Assessment of significance of conditionally independent GWAS signals

Bioinformatics. 2021 Oct 25;37(20):3521-3529. doi: 10.1093/bioinformatics/btab332.

Abstract

Motivation: Multiple independently associated SNPs within a linkage disequilibrium region are a common phenomenon. Conditional analysis has been successful in identifying secondary signals. While conditional association tests are limited to specific genomic regions, they are benchmarked with genome-wide scale criterion, a conservative strategy. Within the weighted hypothesis testing framework, we developed a 'quasi-adaptive' method that uses the pairwise correlation (r2) and physical distance (d) from the index association to construct priority functions G =G(r2, d), which assign an SNP-specific α-threshold to each SNP. Family-wise error rate (FWER) and power of the approach were evaluated via simulations based on real GWAS data. We compared a series of different G-functions.

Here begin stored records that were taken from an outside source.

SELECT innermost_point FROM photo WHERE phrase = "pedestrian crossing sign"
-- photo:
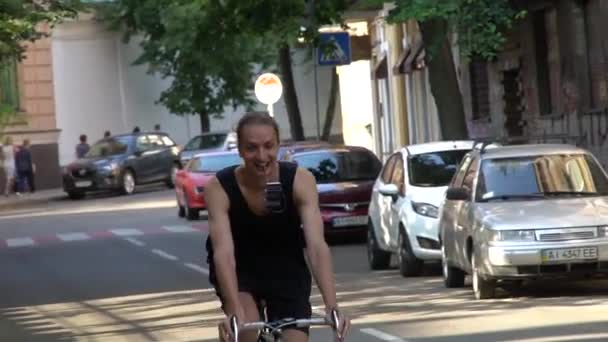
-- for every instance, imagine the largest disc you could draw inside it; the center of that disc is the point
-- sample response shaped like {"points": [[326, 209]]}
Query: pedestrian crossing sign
{"points": [[334, 48]]}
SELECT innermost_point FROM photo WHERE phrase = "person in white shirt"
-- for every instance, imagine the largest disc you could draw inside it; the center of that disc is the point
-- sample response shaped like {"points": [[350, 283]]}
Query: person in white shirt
{"points": [[8, 164]]}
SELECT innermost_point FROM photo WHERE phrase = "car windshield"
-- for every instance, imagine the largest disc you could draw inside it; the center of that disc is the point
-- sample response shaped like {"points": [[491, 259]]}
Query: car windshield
{"points": [[206, 141], [435, 168], [109, 147], [541, 177], [212, 163], [340, 166]]}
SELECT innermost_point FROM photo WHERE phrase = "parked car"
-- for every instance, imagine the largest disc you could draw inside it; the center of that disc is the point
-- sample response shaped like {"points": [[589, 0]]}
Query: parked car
{"points": [[524, 212], [207, 142], [287, 149], [121, 163], [191, 181], [345, 176], [405, 200]]}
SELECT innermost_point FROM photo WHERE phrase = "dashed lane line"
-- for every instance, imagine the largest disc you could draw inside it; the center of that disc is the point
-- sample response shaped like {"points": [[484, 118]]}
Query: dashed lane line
{"points": [[197, 268], [382, 335], [165, 255]]}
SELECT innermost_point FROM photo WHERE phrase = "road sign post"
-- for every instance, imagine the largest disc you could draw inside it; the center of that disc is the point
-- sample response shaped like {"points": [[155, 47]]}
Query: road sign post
{"points": [[268, 89]]}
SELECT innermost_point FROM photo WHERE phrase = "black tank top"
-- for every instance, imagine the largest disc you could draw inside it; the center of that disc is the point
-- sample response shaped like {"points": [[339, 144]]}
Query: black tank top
{"points": [[268, 249]]}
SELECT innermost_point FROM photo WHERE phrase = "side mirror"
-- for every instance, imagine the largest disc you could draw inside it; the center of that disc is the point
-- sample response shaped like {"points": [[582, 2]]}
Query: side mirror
{"points": [[457, 194], [389, 190]]}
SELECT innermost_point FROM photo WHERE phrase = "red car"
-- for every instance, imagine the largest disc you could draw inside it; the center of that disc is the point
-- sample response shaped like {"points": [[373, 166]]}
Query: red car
{"points": [[345, 177], [191, 180]]}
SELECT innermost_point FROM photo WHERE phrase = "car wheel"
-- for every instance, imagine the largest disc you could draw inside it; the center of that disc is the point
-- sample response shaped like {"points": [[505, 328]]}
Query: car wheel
{"points": [[76, 195], [173, 173], [128, 183], [452, 277], [482, 288], [181, 210], [377, 258], [409, 264]]}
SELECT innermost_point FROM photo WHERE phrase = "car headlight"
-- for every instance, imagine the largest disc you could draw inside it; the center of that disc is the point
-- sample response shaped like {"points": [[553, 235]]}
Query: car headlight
{"points": [[513, 235], [425, 209], [113, 166]]}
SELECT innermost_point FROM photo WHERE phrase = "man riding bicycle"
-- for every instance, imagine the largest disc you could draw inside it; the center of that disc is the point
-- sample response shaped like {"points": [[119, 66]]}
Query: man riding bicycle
{"points": [[256, 253]]}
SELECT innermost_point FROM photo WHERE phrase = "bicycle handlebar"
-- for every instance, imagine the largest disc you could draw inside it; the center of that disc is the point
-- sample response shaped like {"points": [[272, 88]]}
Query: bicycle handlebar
{"points": [[281, 324]]}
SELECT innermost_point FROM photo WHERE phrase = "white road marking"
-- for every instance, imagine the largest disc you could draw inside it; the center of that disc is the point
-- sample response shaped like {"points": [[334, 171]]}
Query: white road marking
{"points": [[164, 254], [197, 268], [382, 335], [20, 242], [73, 237], [136, 242], [180, 229], [126, 232]]}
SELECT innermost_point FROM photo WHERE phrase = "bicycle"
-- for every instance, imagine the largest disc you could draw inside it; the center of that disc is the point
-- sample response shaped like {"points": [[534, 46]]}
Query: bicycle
{"points": [[272, 331]]}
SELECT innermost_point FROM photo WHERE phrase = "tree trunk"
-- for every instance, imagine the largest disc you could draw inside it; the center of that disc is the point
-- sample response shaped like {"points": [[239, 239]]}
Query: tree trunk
{"points": [[330, 112], [205, 124], [443, 79], [291, 97]]}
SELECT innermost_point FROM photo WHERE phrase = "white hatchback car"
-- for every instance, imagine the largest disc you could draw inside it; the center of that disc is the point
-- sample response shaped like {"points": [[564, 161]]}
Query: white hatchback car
{"points": [[404, 205]]}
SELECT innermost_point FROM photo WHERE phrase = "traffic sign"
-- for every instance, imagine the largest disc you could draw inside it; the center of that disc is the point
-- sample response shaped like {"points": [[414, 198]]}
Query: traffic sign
{"points": [[268, 88], [334, 48]]}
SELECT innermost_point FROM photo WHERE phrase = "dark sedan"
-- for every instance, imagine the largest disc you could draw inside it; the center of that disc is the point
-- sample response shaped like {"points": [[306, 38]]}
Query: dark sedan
{"points": [[345, 177], [122, 162]]}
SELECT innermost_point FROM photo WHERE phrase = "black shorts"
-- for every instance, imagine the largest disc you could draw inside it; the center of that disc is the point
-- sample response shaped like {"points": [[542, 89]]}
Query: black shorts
{"points": [[293, 304]]}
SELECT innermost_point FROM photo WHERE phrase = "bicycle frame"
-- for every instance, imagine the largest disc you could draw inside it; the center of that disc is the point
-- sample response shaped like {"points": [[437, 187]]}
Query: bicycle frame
{"points": [[272, 331]]}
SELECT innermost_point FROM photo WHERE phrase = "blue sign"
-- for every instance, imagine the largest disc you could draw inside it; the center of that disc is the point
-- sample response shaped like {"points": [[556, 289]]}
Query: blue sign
{"points": [[334, 48]]}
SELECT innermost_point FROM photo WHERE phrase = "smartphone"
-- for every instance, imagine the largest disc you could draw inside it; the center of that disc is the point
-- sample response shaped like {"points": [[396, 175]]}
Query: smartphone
{"points": [[275, 199]]}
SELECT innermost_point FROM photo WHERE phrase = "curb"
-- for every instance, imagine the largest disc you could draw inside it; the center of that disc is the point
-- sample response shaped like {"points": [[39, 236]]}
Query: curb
{"points": [[26, 202]]}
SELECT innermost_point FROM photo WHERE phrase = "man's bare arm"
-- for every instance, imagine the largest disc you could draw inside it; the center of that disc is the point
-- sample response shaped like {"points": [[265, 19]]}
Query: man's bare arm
{"points": [[223, 245], [319, 255]]}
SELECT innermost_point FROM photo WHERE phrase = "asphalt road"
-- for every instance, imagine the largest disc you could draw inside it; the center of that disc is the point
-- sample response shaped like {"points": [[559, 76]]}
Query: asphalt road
{"points": [[127, 269]]}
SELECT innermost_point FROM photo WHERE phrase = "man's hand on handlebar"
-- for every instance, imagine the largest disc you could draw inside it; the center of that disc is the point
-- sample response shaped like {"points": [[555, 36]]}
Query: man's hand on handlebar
{"points": [[340, 323]]}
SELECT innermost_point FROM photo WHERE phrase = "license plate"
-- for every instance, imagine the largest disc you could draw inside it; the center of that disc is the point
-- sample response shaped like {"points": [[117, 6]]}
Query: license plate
{"points": [[567, 254], [349, 221], [83, 184]]}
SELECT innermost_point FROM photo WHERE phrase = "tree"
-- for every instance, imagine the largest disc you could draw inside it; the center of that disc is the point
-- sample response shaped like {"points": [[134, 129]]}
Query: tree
{"points": [[20, 21], [213, 49], [200, 46], [480, 26]]}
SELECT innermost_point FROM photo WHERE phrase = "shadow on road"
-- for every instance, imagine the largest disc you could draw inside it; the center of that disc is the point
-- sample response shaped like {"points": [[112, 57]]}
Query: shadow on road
{"points": [[100, 291]]}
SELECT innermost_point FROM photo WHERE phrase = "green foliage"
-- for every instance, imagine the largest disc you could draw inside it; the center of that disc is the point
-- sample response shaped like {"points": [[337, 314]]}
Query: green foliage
{"points": [[213, 49], [20, 19], [480, 24]]}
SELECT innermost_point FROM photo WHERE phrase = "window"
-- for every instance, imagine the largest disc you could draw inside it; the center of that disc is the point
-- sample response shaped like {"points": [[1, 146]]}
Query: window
{"points": [[167, 141], [398, 176], [457, 181], [9, 91], [549, 175], [213, 163], [469, 176], [155, 141], [340, 166], [388, 168], [480, 88], [143, 144], [109, 147], [435, 168]]}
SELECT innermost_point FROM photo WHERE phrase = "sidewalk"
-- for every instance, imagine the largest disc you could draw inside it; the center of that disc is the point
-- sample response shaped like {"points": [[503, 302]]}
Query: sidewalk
{"points": [[28, 199]]}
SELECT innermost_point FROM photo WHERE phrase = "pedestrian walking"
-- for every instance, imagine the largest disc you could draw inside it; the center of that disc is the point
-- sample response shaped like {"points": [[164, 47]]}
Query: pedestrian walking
{"points": [[83, 147], [25, 168], [8, 164]]}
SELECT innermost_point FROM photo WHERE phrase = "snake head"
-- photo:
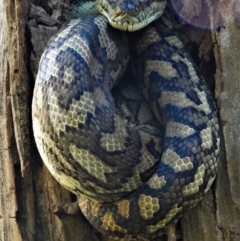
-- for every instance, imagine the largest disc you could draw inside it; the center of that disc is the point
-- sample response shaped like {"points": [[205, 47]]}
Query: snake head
{"points": [[131, 15]]}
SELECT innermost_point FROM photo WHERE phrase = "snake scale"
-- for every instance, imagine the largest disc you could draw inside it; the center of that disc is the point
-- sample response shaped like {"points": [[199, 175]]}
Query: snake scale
{"points": [[132, 180]]}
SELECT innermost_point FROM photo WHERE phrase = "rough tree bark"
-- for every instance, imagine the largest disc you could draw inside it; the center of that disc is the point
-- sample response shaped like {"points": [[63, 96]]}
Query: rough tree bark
{"points": [[29, 195]]}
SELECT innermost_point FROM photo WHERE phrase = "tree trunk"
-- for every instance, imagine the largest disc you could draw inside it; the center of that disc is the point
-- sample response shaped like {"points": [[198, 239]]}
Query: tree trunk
{"points": [[29, 194]]}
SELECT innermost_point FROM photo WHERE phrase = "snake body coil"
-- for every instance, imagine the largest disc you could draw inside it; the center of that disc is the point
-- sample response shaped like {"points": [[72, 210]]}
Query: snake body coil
{"points": [[133, 181]]}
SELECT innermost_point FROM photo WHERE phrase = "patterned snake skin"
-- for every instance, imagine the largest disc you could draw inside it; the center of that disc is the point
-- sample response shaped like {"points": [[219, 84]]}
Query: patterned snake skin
{"points": [[132, 180]]}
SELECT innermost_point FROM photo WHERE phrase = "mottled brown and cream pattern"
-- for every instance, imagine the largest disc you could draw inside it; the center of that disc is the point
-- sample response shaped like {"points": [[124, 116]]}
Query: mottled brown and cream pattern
{"points": [[138, 153]]}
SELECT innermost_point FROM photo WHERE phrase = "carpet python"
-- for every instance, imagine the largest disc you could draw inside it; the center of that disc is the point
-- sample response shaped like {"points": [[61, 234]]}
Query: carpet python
{"points": [[132, 178]]}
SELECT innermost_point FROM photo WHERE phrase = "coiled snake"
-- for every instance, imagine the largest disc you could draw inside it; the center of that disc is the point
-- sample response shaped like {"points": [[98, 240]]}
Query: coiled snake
{"points": [[132, 180]]}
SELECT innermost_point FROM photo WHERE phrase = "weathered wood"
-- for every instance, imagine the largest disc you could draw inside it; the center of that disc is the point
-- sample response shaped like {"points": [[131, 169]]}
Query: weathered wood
{"points": [[29, 194]]}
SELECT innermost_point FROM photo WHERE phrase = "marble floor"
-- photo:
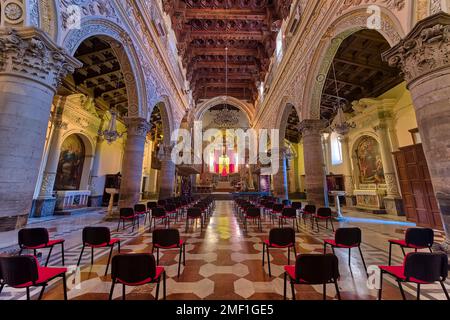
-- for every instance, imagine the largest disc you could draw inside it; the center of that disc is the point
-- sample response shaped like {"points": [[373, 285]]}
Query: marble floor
{"points": [[224, 262]]}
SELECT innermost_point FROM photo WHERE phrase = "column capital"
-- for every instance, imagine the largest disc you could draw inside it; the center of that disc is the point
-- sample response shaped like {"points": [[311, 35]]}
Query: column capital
{"points": [[424, 50], [30, 53], [312, 126], [137, 127]]}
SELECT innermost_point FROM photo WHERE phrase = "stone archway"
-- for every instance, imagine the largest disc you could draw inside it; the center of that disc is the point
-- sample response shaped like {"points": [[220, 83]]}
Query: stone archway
{"points": [[337, 32], [123, 47]]}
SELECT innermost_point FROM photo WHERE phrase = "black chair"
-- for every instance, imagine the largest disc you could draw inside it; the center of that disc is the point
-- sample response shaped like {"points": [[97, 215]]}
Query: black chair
{"points": [[313, 269], [194, 214], [288, 214], [279, 238], [420, 268], [309, 210], [324, 214], [140, 210], [98, 237], [169, 239], [38, 238], [159, 213], [127, 214], [346, 238], [24, 272], [415, 238], [252, 213], [136, 270]]}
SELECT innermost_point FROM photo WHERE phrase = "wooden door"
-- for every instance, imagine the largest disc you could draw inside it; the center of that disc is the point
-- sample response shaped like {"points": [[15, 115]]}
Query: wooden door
{"points": [[417, 191]]}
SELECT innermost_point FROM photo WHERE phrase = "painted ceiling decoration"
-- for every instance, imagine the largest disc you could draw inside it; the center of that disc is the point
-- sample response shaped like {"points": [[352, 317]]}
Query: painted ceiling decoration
{"points": [[205, 28]]}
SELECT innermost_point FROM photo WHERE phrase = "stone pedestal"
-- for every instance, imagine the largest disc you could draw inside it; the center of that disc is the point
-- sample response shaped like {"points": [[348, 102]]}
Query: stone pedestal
{"points": [[137, 129], [31, 66], [314, 163], [423, 58], [167, 174]]}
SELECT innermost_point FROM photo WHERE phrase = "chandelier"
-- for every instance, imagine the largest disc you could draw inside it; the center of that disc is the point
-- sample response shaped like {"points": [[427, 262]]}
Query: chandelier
{"points": [[341, 126], [111, 134]]}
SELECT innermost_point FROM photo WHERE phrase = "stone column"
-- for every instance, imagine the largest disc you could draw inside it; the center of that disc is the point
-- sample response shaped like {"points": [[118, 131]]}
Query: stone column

Results: Simulations under the null hypothesis on 1,100 primary SNPs confirmed appropriate empirical FWER for all G-functions. A G-function with optimal r2 = 0.3 between index and secondary SNP which down-weighted SNPs at higher distance step-wise-strong and gave more emphasis on d than on r2 had overall best power. It also gave the best results in application to the real datasets. As a proof of concept, 'quasi-adaptive' method was applied to GWAS on free thyroxine (FT4), inflammatory bowel disease (IBD) and human height. Application of the algorithm revealed 5 secondary signals in our example GWAS on FT4, 5 secondary signals in case of the IBD and 19 secondary signals on human height, that would have gone undetected with the established genome-wide threshold (α=5×10-8).

Availability and implementation: https://github.com/sghasemi64/Secondary-Signal.

Supplementary information: Supplementary data are available at Bioinformatics online.